Freedom Forum will publish its annual report on Tuesday April 29. The Economist has had a look at it in advance and writes that ”the ex-communist countries show the biggest relative decline in media freedom in the world.”
The drop is larger than in Asia, Africa and Latin America, not exactly strongholds of freedom.
Latvia’s score slips from 19 to 21, after the government put pressure on public television to cover Russia in a less critical manner. I wrote about one such example here.
Slovakia’s falls from 20 to 22, Poland’s from 22 to 24 and Slovenia’s from 21 to 23.
One important reason for this development is widening regulation of the media. Slovakia has just passed a law that will give anyone mentioned in an article the right to an equally prominent rebuttal, that cannot be accompanied by editorial comment.

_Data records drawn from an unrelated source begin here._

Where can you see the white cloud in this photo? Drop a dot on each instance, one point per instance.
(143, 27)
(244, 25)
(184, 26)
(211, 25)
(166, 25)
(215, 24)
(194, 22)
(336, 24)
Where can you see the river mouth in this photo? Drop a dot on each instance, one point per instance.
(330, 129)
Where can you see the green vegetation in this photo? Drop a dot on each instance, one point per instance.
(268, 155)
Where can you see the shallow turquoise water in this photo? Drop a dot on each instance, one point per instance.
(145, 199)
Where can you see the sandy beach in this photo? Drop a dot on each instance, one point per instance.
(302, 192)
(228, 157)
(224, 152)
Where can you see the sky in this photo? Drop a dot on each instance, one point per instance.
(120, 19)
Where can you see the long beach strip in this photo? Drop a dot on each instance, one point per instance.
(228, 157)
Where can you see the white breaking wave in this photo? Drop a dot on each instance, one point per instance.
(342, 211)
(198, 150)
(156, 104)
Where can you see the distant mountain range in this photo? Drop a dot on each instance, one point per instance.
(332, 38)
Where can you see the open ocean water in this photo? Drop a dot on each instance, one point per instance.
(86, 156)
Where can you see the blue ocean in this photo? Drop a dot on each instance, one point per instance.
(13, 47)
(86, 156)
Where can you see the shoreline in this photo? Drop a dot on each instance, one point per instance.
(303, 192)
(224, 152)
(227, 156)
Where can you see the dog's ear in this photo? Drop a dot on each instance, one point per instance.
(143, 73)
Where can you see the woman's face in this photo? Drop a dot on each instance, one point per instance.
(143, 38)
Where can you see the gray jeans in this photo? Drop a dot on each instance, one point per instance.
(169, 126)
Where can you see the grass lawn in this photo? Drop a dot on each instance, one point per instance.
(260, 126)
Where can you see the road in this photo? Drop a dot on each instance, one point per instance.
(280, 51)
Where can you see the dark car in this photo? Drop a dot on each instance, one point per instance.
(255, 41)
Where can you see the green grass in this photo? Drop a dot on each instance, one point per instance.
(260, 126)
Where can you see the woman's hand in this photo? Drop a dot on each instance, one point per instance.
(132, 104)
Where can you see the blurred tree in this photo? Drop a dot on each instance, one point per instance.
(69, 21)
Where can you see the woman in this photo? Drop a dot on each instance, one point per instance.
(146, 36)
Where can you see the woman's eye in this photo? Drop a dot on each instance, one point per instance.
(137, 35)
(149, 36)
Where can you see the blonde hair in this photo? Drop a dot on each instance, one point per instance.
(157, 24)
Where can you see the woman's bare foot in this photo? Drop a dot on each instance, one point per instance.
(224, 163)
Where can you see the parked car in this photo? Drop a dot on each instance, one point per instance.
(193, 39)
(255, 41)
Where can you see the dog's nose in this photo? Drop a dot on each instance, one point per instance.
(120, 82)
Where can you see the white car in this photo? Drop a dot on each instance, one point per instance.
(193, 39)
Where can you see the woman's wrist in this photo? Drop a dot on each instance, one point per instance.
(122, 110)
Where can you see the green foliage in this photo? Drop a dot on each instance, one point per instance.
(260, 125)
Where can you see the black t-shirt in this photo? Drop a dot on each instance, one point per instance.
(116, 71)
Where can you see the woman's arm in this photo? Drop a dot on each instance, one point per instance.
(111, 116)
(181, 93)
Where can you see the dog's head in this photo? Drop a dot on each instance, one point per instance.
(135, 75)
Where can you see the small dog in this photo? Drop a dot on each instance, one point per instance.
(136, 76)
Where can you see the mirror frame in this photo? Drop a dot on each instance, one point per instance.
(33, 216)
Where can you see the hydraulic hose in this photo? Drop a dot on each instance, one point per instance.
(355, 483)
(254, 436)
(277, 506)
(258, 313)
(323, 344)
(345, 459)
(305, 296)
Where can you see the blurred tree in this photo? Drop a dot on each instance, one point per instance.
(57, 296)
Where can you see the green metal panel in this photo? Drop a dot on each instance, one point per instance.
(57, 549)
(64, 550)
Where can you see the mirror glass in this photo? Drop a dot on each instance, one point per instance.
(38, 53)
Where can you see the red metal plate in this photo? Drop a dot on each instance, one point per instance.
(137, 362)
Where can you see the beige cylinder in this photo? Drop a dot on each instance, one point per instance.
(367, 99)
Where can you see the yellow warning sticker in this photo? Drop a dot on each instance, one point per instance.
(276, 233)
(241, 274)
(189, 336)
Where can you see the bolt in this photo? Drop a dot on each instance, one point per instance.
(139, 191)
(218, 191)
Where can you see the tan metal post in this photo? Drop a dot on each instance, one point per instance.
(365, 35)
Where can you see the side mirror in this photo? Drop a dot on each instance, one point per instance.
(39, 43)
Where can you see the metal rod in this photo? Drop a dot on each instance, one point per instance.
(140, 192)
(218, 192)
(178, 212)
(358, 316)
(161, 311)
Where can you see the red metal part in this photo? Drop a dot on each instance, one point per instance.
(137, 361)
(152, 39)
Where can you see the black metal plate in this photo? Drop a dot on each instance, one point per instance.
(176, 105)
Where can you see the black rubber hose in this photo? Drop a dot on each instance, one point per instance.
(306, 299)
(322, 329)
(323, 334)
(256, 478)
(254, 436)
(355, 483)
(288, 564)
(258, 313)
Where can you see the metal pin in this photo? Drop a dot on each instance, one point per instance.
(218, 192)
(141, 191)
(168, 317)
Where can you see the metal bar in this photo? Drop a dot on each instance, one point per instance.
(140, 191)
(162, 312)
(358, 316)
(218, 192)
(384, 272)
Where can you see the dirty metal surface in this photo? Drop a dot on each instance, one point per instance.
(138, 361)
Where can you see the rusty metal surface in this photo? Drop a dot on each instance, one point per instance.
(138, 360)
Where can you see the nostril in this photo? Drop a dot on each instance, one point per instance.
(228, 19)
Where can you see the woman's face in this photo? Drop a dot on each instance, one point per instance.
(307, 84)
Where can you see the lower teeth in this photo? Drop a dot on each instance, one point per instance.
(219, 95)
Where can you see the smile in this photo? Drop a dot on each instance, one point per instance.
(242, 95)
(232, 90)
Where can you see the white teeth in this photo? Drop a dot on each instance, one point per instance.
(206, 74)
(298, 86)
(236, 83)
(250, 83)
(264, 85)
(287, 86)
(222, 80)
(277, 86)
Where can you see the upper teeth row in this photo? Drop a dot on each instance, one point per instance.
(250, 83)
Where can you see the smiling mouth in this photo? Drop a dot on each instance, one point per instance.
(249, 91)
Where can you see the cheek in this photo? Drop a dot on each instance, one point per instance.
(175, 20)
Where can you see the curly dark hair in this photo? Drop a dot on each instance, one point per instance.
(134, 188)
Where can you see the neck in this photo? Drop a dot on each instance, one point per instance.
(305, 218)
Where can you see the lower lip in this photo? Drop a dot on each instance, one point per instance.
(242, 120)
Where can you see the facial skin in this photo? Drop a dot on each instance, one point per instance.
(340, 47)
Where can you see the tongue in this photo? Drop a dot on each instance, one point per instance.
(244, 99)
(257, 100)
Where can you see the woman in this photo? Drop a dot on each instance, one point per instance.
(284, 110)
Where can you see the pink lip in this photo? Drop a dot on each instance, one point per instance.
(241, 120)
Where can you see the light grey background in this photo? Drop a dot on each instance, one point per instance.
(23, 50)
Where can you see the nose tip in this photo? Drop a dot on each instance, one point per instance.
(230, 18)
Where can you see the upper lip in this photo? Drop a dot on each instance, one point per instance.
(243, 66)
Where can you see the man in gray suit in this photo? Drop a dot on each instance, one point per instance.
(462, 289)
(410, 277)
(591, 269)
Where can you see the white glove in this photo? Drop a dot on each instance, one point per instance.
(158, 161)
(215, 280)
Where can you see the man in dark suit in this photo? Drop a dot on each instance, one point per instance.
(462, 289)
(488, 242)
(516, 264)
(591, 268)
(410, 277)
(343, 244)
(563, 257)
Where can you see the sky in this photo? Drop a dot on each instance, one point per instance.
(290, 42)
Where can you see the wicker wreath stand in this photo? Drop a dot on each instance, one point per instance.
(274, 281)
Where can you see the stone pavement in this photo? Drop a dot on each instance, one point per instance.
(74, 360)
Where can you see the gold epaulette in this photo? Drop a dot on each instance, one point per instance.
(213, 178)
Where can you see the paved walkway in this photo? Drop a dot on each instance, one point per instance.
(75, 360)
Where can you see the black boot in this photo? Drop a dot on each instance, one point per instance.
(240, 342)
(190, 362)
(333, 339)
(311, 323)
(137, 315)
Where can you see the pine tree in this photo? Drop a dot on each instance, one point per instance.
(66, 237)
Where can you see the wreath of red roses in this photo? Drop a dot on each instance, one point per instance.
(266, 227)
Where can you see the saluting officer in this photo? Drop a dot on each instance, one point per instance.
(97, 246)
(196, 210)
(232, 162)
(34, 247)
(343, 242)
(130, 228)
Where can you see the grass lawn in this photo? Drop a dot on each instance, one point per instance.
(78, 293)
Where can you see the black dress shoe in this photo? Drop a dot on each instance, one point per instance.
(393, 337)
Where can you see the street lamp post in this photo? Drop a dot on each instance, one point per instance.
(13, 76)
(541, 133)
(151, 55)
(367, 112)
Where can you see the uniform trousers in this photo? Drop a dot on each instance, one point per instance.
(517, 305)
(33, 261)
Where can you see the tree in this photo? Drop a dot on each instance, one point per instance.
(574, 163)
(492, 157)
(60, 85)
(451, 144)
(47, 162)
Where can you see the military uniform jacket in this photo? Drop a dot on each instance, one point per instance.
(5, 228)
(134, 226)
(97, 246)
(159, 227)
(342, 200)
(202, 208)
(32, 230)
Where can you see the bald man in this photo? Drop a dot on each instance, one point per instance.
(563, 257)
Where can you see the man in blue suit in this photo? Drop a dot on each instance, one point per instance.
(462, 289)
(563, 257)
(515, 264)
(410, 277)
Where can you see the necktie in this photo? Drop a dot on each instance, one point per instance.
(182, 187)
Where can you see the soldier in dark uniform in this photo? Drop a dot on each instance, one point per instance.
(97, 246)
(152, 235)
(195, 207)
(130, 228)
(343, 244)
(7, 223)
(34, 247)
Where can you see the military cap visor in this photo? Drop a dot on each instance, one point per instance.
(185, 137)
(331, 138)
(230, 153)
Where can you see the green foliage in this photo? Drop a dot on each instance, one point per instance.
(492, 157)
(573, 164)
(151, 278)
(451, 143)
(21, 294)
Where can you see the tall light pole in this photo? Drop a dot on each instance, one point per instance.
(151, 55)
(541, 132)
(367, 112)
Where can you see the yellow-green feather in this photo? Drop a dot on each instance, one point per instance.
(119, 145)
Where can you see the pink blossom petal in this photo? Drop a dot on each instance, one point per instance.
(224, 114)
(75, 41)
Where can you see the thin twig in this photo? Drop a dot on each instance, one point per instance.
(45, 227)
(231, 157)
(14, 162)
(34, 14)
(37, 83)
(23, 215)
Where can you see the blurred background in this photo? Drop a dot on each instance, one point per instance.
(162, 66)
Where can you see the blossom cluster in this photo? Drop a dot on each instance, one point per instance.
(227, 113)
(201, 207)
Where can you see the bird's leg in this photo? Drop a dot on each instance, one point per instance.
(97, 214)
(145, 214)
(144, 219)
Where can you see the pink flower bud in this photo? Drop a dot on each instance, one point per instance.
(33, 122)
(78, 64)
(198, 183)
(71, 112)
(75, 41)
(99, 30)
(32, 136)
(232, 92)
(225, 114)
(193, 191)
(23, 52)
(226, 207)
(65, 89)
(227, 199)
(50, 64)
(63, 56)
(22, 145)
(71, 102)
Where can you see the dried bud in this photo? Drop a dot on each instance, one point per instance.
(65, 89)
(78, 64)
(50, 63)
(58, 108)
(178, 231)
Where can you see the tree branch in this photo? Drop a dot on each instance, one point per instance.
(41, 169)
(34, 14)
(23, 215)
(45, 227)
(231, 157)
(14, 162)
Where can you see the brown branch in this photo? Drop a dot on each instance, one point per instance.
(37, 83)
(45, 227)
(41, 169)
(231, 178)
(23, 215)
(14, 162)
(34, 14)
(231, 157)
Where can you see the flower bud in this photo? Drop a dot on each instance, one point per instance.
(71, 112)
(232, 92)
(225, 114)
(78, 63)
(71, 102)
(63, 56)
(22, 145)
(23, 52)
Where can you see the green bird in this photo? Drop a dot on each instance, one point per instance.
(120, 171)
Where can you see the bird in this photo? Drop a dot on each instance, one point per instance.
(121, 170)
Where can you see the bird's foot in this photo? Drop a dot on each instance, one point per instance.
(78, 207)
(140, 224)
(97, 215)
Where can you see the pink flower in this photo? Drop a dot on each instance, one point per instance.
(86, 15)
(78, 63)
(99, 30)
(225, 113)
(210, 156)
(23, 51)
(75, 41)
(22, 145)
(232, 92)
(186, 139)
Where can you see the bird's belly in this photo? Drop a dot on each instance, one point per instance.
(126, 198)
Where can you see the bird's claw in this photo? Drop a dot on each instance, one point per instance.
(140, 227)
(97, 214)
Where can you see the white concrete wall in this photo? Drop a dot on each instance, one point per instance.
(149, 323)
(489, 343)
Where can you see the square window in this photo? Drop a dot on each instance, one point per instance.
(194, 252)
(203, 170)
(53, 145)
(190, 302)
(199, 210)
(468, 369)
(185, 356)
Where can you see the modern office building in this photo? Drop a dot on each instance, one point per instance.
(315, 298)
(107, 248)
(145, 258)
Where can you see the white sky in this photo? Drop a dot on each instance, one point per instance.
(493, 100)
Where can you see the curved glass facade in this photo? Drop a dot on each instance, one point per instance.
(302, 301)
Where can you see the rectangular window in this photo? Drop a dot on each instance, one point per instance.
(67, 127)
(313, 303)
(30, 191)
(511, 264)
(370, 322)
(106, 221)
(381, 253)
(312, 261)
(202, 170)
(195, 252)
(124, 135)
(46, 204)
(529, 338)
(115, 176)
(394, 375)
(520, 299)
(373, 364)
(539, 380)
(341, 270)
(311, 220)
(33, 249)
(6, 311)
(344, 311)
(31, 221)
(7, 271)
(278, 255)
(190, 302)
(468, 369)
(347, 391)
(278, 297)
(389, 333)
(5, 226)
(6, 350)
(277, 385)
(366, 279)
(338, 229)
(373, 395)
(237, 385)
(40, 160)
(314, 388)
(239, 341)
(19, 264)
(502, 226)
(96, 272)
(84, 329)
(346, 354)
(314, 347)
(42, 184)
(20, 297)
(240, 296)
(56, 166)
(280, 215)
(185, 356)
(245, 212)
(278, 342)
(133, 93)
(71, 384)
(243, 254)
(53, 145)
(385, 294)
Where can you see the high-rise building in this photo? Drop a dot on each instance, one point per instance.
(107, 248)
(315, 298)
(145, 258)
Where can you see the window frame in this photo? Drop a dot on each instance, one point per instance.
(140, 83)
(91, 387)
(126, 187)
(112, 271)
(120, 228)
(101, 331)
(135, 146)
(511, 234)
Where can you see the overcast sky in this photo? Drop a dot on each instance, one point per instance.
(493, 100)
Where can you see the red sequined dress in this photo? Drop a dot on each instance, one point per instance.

Across the former Soviet bloc insult laws are being used to intimidate the media. In Bulgaria defamation of public figures is considered a crime. In Russia and other countries in the region journalists can be sued for offending somebody’s honour and dignity. When I was a correspondent in Russia dozens of this kind of proceedings took place every other week.
It was never ordinary people who pursued these actions, it was powerful politicians and business people.
In Bulgaria 60 cases went to court in 2006, and a further 100 in 2007.
The Economist writes that the constitutional court in Romania just restored a tough defamation law that criminalises ”insult”.
The paper quotes US ambassador to Romania Nicholas Taubman who has called on the legislators to ”strengthen their own accountability… rather than try to hamper the efforts of a free media to exercise its legitimate role in Romania, either through criminalising journalistic efforts or otherwise intimidating independent media.”
The development in Eastern Europe is another sign that we need a consolidated effort to fight ”insult” laws around the world. As the examples indicate these laws are being used to silence critical voices.